【産婦人科専門医が解説】お腹の赤ちゃんは今どうしてる?成長と「受診の判断基準」完全ガイド

妊娠おめでとうございます!

新しい命がお腹に宿った喜びと同時に、
「ちゃんと育っているかな?」
「この症状、病院に行くべき?」
と不安になることも多いはず。

この記事は、産婦人科医としての知見と最新のエビデンスに基づき、
「赤ちゃんの不思議な成長」と、いざという時に役立つ「受診の判断基準」をまとめたガイドブックです。

目次

【保存版】エコー写真の「数字」と「SD」の正しい読み方

エコー写真に並ぶアルファベットは、赤ちゃんの成長を測る「暗号」のようなものです。

用語解説
  • BPD(児頭大横径): 頭の横幅
  • AC(体幹周囲長): お腹まわりの長さ
  • FL(大腿骨長): 太ももの骨の長さ
  • EFW(推定児体重): 上記から計算した体重
  • SD(標準偏差):計測値が、同じ週数の平均値と比べてどの程度ズレているかを示す指標。
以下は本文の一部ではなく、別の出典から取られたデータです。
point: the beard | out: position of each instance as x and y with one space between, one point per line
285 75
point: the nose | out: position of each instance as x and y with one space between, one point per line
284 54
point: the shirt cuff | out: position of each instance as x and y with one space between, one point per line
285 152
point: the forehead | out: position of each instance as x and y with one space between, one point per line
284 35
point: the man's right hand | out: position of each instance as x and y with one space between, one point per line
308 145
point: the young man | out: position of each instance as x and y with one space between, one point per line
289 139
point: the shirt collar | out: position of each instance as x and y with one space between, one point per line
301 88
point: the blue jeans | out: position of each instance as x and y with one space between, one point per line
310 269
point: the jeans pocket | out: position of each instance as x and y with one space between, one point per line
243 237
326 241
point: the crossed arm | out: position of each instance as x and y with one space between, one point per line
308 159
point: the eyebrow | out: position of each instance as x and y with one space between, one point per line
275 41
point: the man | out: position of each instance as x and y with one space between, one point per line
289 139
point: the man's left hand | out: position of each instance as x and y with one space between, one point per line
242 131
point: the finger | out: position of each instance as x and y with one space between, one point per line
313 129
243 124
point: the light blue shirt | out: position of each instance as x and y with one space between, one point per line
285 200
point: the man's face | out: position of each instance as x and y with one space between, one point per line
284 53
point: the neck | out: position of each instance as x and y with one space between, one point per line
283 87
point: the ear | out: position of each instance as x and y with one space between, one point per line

平均が「0.0SD」で、プラスなら大きく、マイナスなら小さいことを示す。
  • 羊水量
    • MVP(最大羊水深度)or AP(羊水ポケット):正常範囲 2-8cm
    • AFI (羊水インデックス _ 画面4分割:正常範囲 5-25cm

「SD」がマイナスでも大丈夫?

「-1.2SD」などと書かれていると不安になりますが、-2.0SD 〜 +2.0SD の範囲内であれば、医学的には「標準の範囲内」です。
赤ちゃんにも個性があり、成長のペースもそれぞれです。
1回ごとの数字に一喜一憂せず、全体の成長曲線を見守ることが大切です。

妊娠初期(〜15週):赤ちゃんの「基礎」ができる時期

【胎児の世界】小さな心臓が動き出す

妊娠6週頃には、エコーで力強い「心拍」が確認できるようになります。

【持ち帰れる判断基準】初期の出血・腹痛

受診の目安

🟢 様子を見てOK

  • 休むと治まるチクチクした痛み
  • 茶色やピンクの少量の出血

🔴 すぐに受診・連絡

  • 生理2日目以上の真っ赤な出血
  • 激しい、または持続する下腹部痛

妊娠中期(16〜27週):五感が発達し、胎動が始まる時期

【胎児の世界】ママの声は聞こえています

20週頃には耳の構造が完成し、ママの声や心音が聞こえるようになります。

【持ち帰れる判断基準】お腹の張り

受診の目安

🟢 問題ない張り

  • 不規則
  • 休むとおさまる(10〜20分)
    • 妊娠後期は自然な張りが増えます。体が出産に向けて準備をしている反応です。
  • 痛みなし〜軽い違和感程度

🔴 受診を考える張り

  • 30分以上続く
  • 規則的で間隔が短い(特に5〜10分おき)
  • 生理痛より強い痛み
  • 出血, 破水, 胎動減少あり

特に、30分以上硬くて痛いのが続く
➡︎ 夜間・休日でも迷わず連絡を
 「こんな時間に電話していいのかな」と迷う必要はありません

妊娠後期(28週〜):睡眠サイクルが整う時期

【胎児の世界】赤ちゃんも夢を見ている?

赤ちゃんは20〜40分おきに「寝る・起きる」を繰り返しています。

【持ち帰れる判断基準】胎動が少ないと感じたら

結論迷ったら受診して大丈夫です

受診の目安

🔴 受診を考える目安

  • いつもより明らかに少ない
  • 半日以上ほとんど感じない

「いつも通り」なら心配いりませんが、変化を感じたら相談を

逆に、常にキックカウントをする必要はありません。